Peter Blake

The 'Amazon Tax' seems to be just a matter of time

A few days after the a federal appeals court overturned a Denver U.S. District Court decision against Internet taxation, a colleague of mine ordered an e-book costing $8.89 through Amazon — and discovered he also had to pay sales tax of 70 cents, or 7.9 percent.

Had the giant Internet marketer quickly surrendered and moved to collect taxes already? It looked that way.

But as it turned out, the e-book was taxed because he had not bought the book directly from Amazon but from a private seller for whom Amazon was acting as agent. Amazon does this for thousands of large and small retailers, and the law requires that it collect tax if those retailers are based in the state to which the product will be shipped, or if they have some sort of physical presence there.

The “product,” in this case, was not physical but ethereal: an e-book that you can’t heft, smell, taste or feel — and which can in theory be retrieved from your Kindle by the publisher if the spirit moves him. But that’s another story.

Colorado is still not among the dozen states where Amazon maintains facilities and thus collects sales taxes on items shipped there. The states are listed on Amazon’s Web site.

In 2010 the revenue-hungry Colorado legislature passed a law requiring large Internet retailers who don’t collect sales taxes to notify their customers that they still owe sales or use taxes on their purchases. Each failure to do so would result in a $5 fine. At year’s end they would also have to remind their customers of all purchases made during the year and tell them again about their tax obligation.

The notice, by the way, would have to be by first-class mail, not email. That’s very expensive, of course, and was designed to prod retailers into collecting the tax instead. It was aimed specifically at Amazon, since historically it has done three times more business on the Web than its nearest competitor.

For good measure, the e-tailer is also obliged to notify the Revenue Department of the total amount of sales it made to each Colorado customer and the sales tax owing. Intimidating, no?

But Denver U.S. District Judge Robert Blackburn permanently enjoined enforcement of the law in 2012 because, he reasonably said, it imposed “an undue burden on interstate commerce.”

Two weeks ago, however, a three-judge panel of the 10th Circuit Court of Appeals reversed the ruling, on grounds of the so-called Tax Injunction Act. It holds that federal courts shouldn’t stop state tax assessments if the matter can be resolved in lower state courts.

The plaintiff in the case is not Amazon but the Direct Marketing Association, a trade group.
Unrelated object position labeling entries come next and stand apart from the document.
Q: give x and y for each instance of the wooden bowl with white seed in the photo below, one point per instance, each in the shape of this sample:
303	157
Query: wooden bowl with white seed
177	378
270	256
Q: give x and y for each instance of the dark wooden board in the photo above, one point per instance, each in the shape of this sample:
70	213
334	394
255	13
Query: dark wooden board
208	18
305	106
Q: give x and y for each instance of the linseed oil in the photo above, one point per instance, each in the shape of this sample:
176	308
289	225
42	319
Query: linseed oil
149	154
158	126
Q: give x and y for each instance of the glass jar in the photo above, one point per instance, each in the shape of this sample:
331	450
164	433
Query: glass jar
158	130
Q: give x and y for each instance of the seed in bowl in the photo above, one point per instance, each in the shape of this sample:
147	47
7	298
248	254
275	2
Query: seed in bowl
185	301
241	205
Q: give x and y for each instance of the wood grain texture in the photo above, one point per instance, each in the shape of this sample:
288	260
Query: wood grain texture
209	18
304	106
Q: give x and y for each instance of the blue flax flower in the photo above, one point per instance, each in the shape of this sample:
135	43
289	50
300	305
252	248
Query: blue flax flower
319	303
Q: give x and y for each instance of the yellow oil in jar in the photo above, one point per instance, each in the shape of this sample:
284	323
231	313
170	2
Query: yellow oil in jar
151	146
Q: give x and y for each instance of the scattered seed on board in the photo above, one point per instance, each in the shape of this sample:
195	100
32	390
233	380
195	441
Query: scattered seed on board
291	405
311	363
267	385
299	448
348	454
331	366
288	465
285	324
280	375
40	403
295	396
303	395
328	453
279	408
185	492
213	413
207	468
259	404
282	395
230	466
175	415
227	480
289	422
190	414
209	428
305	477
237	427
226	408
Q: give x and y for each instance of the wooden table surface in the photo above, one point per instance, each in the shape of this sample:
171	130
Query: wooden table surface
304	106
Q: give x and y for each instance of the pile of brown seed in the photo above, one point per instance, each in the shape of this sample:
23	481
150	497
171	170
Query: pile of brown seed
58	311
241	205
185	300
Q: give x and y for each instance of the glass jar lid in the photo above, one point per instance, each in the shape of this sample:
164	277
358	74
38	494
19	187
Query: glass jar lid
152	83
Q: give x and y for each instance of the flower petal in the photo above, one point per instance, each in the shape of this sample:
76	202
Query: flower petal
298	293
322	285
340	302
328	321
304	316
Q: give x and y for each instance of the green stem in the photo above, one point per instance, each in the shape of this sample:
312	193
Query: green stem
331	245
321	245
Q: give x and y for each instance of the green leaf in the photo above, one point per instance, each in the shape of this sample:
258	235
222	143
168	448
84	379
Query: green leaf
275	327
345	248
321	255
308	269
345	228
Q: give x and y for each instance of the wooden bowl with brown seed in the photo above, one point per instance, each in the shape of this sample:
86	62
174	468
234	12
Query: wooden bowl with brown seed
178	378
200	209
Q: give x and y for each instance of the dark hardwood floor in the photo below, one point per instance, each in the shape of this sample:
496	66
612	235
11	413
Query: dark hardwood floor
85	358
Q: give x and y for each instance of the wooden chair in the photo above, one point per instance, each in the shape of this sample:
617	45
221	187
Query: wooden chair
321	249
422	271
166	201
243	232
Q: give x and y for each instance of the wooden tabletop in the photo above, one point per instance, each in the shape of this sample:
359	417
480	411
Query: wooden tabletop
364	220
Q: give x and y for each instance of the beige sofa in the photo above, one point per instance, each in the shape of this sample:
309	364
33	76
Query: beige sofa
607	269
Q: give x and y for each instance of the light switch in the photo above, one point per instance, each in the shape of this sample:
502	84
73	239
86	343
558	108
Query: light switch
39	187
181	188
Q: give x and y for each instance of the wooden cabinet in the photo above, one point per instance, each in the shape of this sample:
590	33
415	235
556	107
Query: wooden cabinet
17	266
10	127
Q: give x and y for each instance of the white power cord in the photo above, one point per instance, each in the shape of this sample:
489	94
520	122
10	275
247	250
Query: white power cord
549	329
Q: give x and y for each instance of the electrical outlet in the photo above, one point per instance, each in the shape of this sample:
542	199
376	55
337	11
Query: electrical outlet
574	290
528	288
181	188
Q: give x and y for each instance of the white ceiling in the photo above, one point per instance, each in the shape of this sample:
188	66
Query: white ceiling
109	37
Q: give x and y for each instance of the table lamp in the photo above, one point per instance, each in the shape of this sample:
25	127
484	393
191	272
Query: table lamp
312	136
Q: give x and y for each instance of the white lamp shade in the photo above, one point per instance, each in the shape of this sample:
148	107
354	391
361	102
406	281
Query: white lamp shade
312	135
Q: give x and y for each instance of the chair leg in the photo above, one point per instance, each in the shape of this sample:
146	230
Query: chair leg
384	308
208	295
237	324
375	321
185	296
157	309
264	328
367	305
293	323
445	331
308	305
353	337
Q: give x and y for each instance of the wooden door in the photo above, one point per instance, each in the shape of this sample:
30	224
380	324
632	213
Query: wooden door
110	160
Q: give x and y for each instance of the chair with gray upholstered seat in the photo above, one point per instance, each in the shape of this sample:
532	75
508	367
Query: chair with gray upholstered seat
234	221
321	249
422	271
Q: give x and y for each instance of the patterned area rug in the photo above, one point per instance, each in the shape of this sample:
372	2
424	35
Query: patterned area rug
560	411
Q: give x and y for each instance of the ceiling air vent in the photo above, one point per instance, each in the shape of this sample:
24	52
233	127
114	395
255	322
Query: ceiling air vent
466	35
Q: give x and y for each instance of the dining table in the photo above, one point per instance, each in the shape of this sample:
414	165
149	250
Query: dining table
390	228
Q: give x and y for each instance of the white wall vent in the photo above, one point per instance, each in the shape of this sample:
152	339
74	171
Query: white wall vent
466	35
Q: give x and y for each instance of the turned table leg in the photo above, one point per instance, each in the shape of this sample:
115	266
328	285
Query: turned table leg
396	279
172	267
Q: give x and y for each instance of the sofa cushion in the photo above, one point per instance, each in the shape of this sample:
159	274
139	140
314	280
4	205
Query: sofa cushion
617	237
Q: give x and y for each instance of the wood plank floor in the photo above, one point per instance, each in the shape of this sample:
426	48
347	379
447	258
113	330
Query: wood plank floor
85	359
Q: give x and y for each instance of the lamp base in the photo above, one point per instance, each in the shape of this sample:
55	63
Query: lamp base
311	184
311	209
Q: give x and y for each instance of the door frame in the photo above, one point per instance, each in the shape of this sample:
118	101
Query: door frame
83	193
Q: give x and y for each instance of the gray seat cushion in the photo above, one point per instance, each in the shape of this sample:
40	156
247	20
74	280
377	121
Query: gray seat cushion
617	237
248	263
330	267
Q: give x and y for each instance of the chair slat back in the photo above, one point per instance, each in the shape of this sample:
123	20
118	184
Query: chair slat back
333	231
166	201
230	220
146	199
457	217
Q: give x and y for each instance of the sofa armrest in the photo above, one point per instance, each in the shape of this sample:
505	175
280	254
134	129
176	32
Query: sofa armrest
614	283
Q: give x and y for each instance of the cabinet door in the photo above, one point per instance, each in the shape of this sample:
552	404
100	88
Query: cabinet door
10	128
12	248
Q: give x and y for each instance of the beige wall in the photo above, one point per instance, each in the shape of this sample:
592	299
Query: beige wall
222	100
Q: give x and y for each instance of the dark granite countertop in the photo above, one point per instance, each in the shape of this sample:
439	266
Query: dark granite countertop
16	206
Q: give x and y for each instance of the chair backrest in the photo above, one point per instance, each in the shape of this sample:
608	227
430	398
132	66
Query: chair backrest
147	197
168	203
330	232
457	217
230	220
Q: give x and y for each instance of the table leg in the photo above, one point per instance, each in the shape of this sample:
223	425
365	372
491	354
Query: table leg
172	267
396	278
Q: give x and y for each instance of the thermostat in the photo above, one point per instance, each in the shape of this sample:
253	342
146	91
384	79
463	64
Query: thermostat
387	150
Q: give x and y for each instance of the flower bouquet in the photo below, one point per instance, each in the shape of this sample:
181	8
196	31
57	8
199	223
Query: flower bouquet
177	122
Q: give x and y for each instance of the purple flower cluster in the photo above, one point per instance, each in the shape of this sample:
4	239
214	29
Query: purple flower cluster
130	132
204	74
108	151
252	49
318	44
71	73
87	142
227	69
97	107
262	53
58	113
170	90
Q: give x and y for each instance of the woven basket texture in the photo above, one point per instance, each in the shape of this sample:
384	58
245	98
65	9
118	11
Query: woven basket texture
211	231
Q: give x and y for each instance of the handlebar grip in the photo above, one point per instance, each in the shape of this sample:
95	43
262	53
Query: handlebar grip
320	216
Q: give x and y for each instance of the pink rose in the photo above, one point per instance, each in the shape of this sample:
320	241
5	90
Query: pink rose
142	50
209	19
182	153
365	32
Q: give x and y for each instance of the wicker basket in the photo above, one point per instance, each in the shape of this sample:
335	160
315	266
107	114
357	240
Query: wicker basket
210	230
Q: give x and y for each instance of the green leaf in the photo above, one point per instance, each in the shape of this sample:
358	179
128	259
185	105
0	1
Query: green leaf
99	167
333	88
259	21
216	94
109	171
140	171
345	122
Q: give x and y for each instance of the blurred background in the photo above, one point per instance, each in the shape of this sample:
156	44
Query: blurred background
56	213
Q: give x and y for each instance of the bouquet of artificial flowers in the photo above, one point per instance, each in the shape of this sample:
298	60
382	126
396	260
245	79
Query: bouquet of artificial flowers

Its attorney, Jerry Cerasale, said this week the next step is to ask all 10 active judges on the 10th Circuit court to hear the case en banc.

If that motion is denied, he said he has other options: Go to the state courts, as the panel recommended; ask the U.S. Supreme Court to take the case; or do nothing and wait to see what happens at the federal level.

Pending in Congress is the so-called Marketplace Fairness Act, which is primarily promoted by big-box retail chains. They claim having to collect taxes themselves puts them at a competitive disadvantage with Internet retailers who can sell tax-free.

But according to Cerasale, Amazon also supports the bill in its current form, whereas his DMA does not.

According to some observers, that’s because Amazon wants to build distribution centers in more states, in order to make speedier deliveries. It has already cut deals with several states, saying it will build a big warehouse in them if they promise not to impose a sales tax for a few years.

Besides, Amazon is big enough to be able to figure out what it must charge in sales taxes in the thousands of jurisdictions to which it ships, and smaller competitors will have a much harder time doing that.

The bill passed the Senate in May although the five states without sales taxes — Alaska, Oregon, New Hampshire, Montana and Delaware — opposed it.

It is said to face more trouble in the House. But if Amazon joins forces with big-box retailers to pass the measure, the public better prepare for the worst. It looks as though Big Business will climb into bed with insatiable governments once again. It seems to be a trait of human nature: Instead of working to lighten the tax load of everybody, you work to increase the tax load on your rivals.

At least Amazon is working with the DMA on the Colorado case, said Cerasale. With any luck they can keep the injunction in place pending the final appeal, which would give Coloradans at least one more year of Internet tax freedom.